Er grummelte. »Ich bin nicht grimmig, nur vorsichtig. Was wollte der Kerl?«
Irgendwie gefiel es mir, dass ihm nicht gefiel, dass Owen hier aufgeschlagen war. Das hatte das gewisse Etwas. Also hob ich das Kinn an, süffisant lächelnd und stellte eine Gegenfrage, den Umschlag verbergend: »Warum denkst du, dass dich das was angeht?«
Nighton legte den Kopf schief. Meine Antwort schien ihm nicht zu schmecken. Dennoch rang er sich ein grimassenartiges Lächeln ab und entgegnete patzig: »Na fein, dann sag es mir nicht. So sehr interessieren tut mich das eh nicht.« Damit wollte er an mir vorbeigehen, doch mein gedehntes »Mh-hm« hielt ihn zurück. Er blieb neben mir stehen, eine Hand auf dem Türgriff. Herausfordernd hob er das Kinn an und funkelte mich an.
»Was?«
Ich zog abschätzig eine Augenbraue hoch.
»Da hat wohl einer Angst vor Konkurrenz«, überlegte ich, schwang das Geschirrhandtuch einige Male wie ein Lasso im Kreis, schaute Nighton vielsagend an und lief als Erste zurück ins Haus. Hinter mir hörte ich ihn nach Luft schnappen. Er folgte mir und donnerte die Haustür zu, ehe er mir hinterherschleuderte: »Konkurrenz? Was? Der da? Wieso? Konkurrenz zu was? Zu mir? Ha! Außerdem habe ich vor überhaupt nichts Angst!«
Ich ließ nur ein weiteres, diesmal deutlich lauteres »Mh-hm« ertönen. Doch anstatt die Sache mit mir auszudiskutieren, knurrte Nighton auf, ballte die Hände zu Fäusten und verschwand nach oben. Ich konnte eine Tür zuknallen hören.

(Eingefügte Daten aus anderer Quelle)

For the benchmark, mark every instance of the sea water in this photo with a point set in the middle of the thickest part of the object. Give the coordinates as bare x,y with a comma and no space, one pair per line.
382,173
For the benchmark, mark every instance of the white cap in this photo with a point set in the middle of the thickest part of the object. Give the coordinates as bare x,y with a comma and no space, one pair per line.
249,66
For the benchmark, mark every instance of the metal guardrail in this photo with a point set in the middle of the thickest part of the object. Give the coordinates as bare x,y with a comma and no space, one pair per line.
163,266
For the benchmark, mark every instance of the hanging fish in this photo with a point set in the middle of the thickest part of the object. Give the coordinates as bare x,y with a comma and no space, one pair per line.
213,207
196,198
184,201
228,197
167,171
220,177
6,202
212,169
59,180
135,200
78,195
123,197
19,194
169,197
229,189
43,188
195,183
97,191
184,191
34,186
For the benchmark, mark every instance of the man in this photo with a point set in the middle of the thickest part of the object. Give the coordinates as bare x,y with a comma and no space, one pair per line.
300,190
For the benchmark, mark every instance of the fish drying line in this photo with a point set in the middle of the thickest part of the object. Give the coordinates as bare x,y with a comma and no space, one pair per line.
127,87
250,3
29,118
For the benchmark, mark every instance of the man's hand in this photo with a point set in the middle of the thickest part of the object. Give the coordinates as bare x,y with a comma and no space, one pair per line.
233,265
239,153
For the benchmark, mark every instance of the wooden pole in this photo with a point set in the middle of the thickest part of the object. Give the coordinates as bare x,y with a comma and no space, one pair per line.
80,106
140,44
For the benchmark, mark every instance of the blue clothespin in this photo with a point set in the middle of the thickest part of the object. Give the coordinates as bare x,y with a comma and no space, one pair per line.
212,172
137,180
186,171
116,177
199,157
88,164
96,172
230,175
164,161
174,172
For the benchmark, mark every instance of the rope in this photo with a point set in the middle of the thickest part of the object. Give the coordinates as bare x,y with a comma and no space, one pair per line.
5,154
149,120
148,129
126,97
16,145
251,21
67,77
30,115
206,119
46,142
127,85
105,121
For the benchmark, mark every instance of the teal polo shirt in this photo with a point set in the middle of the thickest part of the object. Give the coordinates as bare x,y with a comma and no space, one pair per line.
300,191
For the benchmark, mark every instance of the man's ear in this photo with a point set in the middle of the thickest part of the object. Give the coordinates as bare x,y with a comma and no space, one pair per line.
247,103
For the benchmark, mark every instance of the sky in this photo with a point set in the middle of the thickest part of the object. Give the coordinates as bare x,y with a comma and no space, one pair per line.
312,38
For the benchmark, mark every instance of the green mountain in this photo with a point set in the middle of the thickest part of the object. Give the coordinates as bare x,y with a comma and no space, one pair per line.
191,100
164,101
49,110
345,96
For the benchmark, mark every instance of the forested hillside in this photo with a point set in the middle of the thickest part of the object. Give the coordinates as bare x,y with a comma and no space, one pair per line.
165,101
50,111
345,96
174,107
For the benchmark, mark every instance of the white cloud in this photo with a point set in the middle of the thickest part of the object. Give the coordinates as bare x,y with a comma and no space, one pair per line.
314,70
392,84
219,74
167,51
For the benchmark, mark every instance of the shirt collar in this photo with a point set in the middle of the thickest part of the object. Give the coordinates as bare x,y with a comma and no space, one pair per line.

Das trieb mir ein siegessicheres Grinsen aufs Gesicht. Offenbar hatte ich Recht.
Jetzt musste ich mir nur noch überlegen, ob ich übernächste Woche wirklich mit auf diese ominöse Party gehen wollte. Allerdings war Stephen King schon ein ausgesprochen starkes Argument dafür.